SKIP suggests you're not using the result. Yet historical SKIP doesn't really do that:
rebol2> parse [1] [set x skip]
rebol2> x
== 1 ; How was this "skipped" exactly?
After contemplation of many possibilities for what this might be (including *
, or <*>
, or ?
, or just plain period (.
), I settled on <any>
.
>> parse [1] [x: <any>]
>> x
== 1
I'm quite happy with it--especially in light of removing ANY as a looping combinator from the default combinator set. It brings ANY to its coherent systemic meaning of ANY-ONE-OF... as opposed to ANY-NUMBER-OF.
But @IngoHohmann suggested that SKIP might be related to ELIDE. So I tried:
>> uparse "ab" ["a" skip]
== "a"
This would make SKIP equivalent to ELIDE <any>
.
But SKIP
as ELIDE <ANY>
IS RARELY USEFUL, AND CONFUSING
If you want ELIDE <ANY>
just write that.
The general skip takes an argument of how much to skip, and having a PARSE analog to SKIP that takes no argument is just confusing.

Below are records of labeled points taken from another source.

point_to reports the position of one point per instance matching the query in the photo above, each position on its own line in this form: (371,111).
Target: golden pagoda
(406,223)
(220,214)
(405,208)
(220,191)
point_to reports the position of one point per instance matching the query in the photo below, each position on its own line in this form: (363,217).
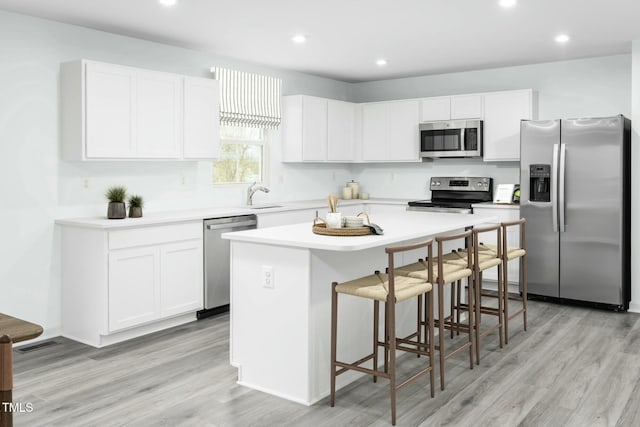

It may be that SKIP taking an argument is worth having:
>> uparse "aaab" [skip (3) "b"]
== "b"
But then we have to decide what SKIP returns:
>> uparse "aaab" [skip (3)]
== ???
And you can say that particular case with 3 <any>
and it's shorter.
Either Way, the Historical Use Is Pointless
So SKIP is not in UPARSE. Maybe it will have a reinvention some day with a new meaning.